FTX, the bankrupt cryptocurrency exchange, has temporarily halted the sale of its $500 million stake in artificial intelligence (AI) startup Anthropic, according to anonymous sources cited by Bloomberg. The announcement was made by investment bank Perella Weinberg, who is handling FTX’s bankruptcy proceedings. The decision to pause the sale comes after many months of bidders’ due diligence on the stake, which was valued at $4.6 billion.
Before FTX filed for bankruptcy in November last year, it and sister hedge fund Alameda invested $500 million in Anthropic, the creator of ChatGPT rival chatbot Claude. Semafor reported in early June that FTX was looking to sell its shares for “hundreds of millions of dollars.” Despite this, in May, Anthropic raised $450 million in Series C funding led by Spark Capital with participation from Google, Salesforce Ventures, Sound Ventures, Zoom Ventures, and others.
While the reasons behind the pause in the sale are unknown, it is speculated that the due diligence carried out by bidders could have raised concerns that Anthropic’s true value was lower than expected. Nevertheless, the current pause does not necessarily mean that the sale will not go through in the future.
The news of the pause in the sale of Anthropic’s stake by FTX comes amid increasing investor interest in AI startups, especially given the technology’s potential for transforming various industries. This interest has spurred significant investment into the sector, with many institutions, including venture capital firms and tech giants, investing heavily in AI startups.

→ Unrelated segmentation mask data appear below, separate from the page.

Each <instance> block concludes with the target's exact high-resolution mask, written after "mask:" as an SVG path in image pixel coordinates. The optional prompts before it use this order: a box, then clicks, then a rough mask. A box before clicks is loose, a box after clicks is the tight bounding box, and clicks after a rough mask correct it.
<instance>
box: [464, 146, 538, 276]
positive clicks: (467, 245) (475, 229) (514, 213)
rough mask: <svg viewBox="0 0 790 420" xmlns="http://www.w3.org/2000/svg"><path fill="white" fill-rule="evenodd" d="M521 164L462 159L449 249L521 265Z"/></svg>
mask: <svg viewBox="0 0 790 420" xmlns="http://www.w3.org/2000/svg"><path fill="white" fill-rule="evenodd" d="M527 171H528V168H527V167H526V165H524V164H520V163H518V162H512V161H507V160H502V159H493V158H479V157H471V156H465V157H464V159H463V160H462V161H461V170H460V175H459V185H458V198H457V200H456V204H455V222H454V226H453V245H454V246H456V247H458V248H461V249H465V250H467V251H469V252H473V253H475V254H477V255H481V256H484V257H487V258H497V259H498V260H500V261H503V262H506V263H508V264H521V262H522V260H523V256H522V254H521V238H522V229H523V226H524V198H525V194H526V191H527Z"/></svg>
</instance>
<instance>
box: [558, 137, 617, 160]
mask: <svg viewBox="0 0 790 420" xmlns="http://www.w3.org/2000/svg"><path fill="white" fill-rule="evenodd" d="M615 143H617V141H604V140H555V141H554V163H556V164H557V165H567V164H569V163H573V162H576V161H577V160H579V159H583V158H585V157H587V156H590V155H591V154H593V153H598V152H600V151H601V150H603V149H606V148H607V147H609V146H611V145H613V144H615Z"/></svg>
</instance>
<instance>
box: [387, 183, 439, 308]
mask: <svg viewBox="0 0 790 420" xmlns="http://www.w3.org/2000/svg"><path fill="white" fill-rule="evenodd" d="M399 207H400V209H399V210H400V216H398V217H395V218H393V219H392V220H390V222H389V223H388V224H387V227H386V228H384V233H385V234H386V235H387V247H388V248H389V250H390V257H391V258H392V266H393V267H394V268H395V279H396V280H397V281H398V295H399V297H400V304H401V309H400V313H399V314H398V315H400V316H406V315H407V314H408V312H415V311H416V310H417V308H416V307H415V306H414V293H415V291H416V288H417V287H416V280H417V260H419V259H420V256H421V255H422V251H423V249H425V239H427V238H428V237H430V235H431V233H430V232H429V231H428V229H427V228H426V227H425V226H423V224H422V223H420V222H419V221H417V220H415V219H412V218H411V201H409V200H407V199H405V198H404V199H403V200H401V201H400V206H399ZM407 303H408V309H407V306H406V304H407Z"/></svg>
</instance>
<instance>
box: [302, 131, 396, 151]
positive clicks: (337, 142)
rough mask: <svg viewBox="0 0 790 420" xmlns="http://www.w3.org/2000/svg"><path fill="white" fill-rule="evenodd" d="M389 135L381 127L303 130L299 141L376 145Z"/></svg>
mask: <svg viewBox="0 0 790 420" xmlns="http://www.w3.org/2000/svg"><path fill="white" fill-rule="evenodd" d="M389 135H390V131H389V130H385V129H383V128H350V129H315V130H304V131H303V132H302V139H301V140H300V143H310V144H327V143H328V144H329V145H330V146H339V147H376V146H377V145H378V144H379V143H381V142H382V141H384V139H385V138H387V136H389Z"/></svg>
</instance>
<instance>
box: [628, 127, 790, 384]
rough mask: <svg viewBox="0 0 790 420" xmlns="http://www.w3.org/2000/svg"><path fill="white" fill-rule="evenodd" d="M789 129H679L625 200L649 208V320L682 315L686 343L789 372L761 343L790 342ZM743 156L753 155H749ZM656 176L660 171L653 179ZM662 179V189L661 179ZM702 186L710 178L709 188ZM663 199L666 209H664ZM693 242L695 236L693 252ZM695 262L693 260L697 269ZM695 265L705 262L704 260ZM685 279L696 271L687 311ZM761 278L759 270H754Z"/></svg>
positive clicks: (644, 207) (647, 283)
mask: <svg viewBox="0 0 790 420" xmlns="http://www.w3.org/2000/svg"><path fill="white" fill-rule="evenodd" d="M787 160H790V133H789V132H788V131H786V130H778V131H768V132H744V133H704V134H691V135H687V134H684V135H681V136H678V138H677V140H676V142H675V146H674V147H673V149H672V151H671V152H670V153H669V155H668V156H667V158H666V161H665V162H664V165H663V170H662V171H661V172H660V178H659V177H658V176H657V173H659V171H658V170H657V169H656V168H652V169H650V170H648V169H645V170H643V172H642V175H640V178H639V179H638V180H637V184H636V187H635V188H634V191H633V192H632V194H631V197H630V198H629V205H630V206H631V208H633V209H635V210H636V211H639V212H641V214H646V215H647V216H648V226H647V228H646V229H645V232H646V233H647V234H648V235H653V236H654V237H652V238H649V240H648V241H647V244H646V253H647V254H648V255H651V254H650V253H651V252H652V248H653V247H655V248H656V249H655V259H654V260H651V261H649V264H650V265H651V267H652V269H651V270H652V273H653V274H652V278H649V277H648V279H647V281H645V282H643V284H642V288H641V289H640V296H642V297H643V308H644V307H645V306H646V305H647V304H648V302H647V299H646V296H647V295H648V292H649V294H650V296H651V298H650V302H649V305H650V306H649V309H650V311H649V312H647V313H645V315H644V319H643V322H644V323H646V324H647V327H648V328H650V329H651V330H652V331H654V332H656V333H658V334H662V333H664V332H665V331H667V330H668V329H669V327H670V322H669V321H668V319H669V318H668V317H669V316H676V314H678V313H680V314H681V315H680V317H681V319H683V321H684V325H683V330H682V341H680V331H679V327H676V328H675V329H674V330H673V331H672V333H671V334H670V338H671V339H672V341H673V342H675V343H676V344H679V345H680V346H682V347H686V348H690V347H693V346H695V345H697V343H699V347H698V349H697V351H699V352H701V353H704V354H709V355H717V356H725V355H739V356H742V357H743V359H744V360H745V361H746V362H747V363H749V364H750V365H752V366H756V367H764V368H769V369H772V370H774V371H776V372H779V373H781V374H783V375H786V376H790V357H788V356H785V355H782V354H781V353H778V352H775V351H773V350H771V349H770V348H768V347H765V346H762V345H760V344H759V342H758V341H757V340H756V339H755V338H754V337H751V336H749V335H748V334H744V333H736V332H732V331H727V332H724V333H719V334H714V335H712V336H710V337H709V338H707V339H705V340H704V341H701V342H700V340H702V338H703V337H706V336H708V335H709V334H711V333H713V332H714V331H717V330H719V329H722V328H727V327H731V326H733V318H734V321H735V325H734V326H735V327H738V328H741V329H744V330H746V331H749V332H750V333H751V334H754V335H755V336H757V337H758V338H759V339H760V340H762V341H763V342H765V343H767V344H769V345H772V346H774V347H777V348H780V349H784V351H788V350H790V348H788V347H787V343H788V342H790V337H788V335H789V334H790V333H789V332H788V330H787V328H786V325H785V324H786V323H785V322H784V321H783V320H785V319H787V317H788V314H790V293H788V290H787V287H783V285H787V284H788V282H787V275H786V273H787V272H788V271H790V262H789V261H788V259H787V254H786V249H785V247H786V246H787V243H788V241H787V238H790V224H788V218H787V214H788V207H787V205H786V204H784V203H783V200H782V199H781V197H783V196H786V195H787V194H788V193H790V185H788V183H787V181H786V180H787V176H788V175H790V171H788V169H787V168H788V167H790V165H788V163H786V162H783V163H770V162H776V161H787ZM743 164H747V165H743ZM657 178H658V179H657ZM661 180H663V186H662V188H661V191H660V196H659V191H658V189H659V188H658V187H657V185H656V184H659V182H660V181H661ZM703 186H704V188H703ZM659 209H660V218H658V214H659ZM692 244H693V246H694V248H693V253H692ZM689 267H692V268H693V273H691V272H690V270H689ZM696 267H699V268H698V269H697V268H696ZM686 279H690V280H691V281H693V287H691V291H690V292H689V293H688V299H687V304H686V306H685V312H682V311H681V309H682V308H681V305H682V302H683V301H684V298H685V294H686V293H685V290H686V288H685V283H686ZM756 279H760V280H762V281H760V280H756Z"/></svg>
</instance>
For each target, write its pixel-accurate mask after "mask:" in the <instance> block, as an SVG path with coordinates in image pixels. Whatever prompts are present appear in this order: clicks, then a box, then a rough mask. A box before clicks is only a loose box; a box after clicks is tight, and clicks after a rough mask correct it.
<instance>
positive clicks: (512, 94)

Anthropic, which was founded in 2019 by former Google and OpenAI researchers, aims to improve the transparency and interpretability of AI systems, making them easier to use and understand. The company has developed a suite of AI tools and products that enable developers to create more effective and ethical AI models.
Despite the pause in the sale of Anthropic’s stake by FTX, industry watchers are closely monitoring developments in the AI startup space, anticipating further investments and potential acquisitions that could further transform the technology landscape.